The Bengal Files movie review
Director: Vivek Agnihotri
Cast: Mithun Chakraborty, Pallavi Joshi, Darshan Kumaar, Simrat Kaur, Anupam Kher, Saswata Chatterjee, Namashi Chakraborty
Rating: ★★★
Vivek Agnihotri‘s The Bengal Files takes its own time to get to the point. In an age when films rarely breach the three-hour mark, Vivek delivers a three-hour 20-minute runtime. Some might rue this, but cinema has never truly been bound by time. Sometimes, technical aspects can be ignored when the subject is something that has never been explored by any filmmaker before, especially in the sensitive times we live in today.

The Bengal Files plot
A cinematic retelling of the horrific Direct Action Day in Kolkata (then Calcutta) in 1946, the story unfolds through the perspectives of two characters, Shiv Pandit (Darshan Kumaar) and Bharati Banerjee (Pallavi Joshi). Both are haunted by ghosts of the past: one who lost everything in the Kolkata riots, the other who still carries the scars of the Kashmiri Pandit exodus of the 1990s. Their worlds converge in the present day with the disappearance of a young girl, and suspicion falls on Bharati and MLA Sardar Husseini (Saswata Chatterjee).

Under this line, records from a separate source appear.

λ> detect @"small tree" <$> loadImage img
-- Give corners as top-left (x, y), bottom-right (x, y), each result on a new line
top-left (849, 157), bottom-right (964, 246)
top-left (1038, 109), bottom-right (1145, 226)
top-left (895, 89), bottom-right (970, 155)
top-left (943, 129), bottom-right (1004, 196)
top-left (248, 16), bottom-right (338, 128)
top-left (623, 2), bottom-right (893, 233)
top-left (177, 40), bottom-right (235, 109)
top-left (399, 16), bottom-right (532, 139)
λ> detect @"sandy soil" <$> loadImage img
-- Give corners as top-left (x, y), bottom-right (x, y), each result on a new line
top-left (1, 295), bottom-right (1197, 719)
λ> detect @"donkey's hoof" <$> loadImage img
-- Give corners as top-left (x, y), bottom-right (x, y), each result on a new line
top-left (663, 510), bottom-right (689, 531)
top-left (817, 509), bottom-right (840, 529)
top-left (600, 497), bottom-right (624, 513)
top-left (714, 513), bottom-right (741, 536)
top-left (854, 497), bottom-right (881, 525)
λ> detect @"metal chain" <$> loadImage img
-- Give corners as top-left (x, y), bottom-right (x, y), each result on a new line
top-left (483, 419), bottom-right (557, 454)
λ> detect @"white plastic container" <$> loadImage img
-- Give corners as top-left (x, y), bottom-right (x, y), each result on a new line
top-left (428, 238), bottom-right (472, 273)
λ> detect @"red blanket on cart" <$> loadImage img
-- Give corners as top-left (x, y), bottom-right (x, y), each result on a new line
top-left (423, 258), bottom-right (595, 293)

The first half is devoted to an elaborate depiction of the 1946 riots. While the premise is inherently compelling, the prolonged riot sequences feel indulgent. This is not a comment on the events themselves but on Vivek’s cinematic treatment. Editor Shankh Rajadhyaksh seems to have had little role in trimming down the excess. The narrative is not disjointed, but it begins to drag a bit before reaching intermission.

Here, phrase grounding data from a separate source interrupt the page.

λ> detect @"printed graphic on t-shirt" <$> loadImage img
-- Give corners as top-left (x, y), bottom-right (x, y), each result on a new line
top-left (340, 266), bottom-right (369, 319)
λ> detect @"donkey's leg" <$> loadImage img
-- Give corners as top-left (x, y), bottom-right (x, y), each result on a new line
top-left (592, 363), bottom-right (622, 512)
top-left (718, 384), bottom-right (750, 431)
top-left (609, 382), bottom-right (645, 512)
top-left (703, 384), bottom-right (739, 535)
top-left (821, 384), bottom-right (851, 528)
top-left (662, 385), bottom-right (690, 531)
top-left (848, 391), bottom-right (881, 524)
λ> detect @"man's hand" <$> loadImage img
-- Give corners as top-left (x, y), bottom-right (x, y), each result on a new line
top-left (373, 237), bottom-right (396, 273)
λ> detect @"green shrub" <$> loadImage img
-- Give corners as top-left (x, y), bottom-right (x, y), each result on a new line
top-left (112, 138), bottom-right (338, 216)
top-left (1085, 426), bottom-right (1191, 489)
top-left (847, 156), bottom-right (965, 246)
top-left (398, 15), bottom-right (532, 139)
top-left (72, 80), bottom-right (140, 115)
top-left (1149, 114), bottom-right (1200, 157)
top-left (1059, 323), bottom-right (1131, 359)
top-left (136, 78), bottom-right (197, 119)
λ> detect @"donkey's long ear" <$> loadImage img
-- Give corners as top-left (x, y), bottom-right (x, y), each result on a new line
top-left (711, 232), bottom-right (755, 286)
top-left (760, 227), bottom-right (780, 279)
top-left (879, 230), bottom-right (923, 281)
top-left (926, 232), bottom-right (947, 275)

The makers also hold nothing back in the blood and gore department, which explains the ‘A’ certificate. A beheading is shown in full detail without a single cut, so viewers should be prepared.
The second half gathers momentum, but what could have been avoided are the long speeches. Even a simple question posed to a young Muslim girl spirals into a monologue. Characters rarely converse like real people.
The content is unavoidably triggering. The film’s central question emerges late, when a girl asks: why does everything today become about Hindu vs Muslim? The narrative never provides a convincing answer. The conclusion might give audiences the closure they seek. The film prompts reflection: art can be an escape, but it is also a mirror to society. The Bengal Files attempts to be the latter.
At some places, a few actors are made to overact to drive home the point, and it impacts the storytelling.
The Bengal Files performances
What makes you stay, though, are the performances. Pallavi Joshi has hit it out of the park, not missing a single beat. Darshan is a very good actor, and here he carries the film on his shoulders as the tormented Shiv, torn between truth and duty. Simrat Kaur gets a meaty role as the young Bharati, and she makes the most of it. She looks the part, most importantly. Saswata is menacing, as required.
In the end, The Bengal Files is less a film and more a statement. It has power in its performancesand moments where the weight of history hits hard, but the length and indulgence make it an exhausting watch. If you go in, go in for Pallavi Joshi and Darshan Kumaar because without them, the film would collapse under the burden of its own intent.